The Chief’s Arms
The Chief’s achievement of arms is the personal hereditary property of Sir Lachlan Hector Charles Maclean, Bt, CVO, DL of Morvern and Duart, 28th Chief. The one shown here was last recorded in the Lyon Register prior to the 1904 investiture of his grandfather, Sir Fitzroy Donald Maclean, Bt, CB, KCB.
Through the centuries aspects of the achievement of arms have varied slightly as they were rematriculated. The rock, hand holding a cross, lymphad, eagle heads, and salmon have been used since before they appeared in Hector Mor’s seal in 1546.
The Rock most likely represents the Carsaig Arches on Mull.
Hand Holding Crosslet refers to St. Moluag who founding a hundred monasteries in Scotland, an ancestor of the first chief’s was the abbot at the one on Lismore.
The Lymphad was used by all clans connected with the Lordship of the Isles; early chiefs held high-rank within the Lordship.
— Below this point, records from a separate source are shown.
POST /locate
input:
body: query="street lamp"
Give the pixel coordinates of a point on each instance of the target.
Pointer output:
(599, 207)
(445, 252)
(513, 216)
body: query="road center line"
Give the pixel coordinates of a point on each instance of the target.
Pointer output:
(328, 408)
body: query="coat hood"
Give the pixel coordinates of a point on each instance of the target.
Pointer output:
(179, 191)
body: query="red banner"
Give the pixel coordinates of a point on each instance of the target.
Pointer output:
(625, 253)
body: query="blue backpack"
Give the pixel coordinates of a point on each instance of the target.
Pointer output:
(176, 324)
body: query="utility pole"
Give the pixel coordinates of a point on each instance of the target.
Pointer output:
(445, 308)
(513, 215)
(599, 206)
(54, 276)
The Eagle Heads refer to the chiefs supplying hawks to the crown.
The Salmon denotes the chief’s ability to control and tax his land and its waterways; it may also reference noble Dálriadic origins.
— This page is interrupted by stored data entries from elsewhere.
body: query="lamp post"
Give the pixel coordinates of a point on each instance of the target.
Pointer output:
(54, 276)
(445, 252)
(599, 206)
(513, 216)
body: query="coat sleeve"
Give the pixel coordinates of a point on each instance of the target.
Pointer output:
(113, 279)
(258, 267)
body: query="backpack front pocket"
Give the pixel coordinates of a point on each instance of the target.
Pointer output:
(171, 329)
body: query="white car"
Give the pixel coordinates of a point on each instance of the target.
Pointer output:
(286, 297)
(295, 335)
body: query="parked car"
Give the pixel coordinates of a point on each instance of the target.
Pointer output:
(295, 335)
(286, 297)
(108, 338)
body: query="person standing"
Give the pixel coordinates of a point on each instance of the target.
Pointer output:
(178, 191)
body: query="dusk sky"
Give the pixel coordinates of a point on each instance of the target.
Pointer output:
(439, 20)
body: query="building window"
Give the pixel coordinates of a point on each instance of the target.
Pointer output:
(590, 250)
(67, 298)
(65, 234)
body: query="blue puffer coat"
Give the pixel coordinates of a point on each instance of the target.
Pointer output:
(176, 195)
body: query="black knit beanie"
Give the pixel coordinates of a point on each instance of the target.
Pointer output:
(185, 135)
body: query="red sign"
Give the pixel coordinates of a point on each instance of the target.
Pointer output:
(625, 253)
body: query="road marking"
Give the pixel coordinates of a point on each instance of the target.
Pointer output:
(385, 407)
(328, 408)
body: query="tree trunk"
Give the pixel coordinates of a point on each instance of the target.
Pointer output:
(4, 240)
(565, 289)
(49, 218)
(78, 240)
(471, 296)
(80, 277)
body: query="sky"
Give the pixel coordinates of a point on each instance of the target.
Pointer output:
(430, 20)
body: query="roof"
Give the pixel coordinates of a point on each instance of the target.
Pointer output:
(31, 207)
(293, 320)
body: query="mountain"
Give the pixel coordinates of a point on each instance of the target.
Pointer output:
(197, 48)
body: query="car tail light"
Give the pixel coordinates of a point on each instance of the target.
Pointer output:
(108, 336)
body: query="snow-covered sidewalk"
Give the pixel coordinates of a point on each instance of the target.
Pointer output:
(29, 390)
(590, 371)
Badges of the Clan Maclean
To demonstrate membership and allegiance with their chief, members of the Clan Maclean often use a traditional heraldic device known simply as the clan badge, which is devised by encircling the crest from the chief’s achievement of arms in a strap and buckle. All members, allies, and supporters of the clan are encouraged to wear, use, and display the Clan Maclean badge proudly.
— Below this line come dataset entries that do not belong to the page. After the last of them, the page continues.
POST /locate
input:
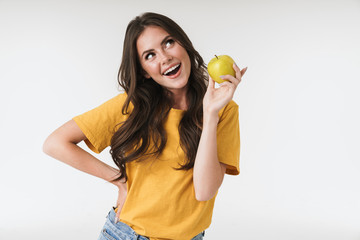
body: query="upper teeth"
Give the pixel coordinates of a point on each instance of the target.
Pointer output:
(170, 69)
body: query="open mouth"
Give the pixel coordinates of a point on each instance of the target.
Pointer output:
(173, 70)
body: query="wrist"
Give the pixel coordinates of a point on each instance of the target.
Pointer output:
(210, 117)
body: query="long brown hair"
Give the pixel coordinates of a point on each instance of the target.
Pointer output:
(142, 134)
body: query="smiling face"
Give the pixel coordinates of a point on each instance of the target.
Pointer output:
(164, 59)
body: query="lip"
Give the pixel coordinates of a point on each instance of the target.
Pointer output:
(177, 74)
(172, 65)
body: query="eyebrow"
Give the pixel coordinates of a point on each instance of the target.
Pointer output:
(162, 43)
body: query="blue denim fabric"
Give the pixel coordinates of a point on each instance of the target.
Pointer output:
(121, 231)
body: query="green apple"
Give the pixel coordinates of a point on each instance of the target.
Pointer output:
(221, 65)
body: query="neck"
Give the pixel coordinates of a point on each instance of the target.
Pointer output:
(180, 100)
Ardgour, Coll, Lehir, Morvern, et al
Tartans of the Clan’s Branches
MacLean of Duart tartan is the most common tartan used my members of the Clan MacLean. The Hunting tartan of the Clan Maclean is the oldest recorded tartan in Scotland. A discription is included on a charter for lands of Nerrabolsadh on Islay in 1587. It is this, hunting, tartan usually worn for more casual occasions.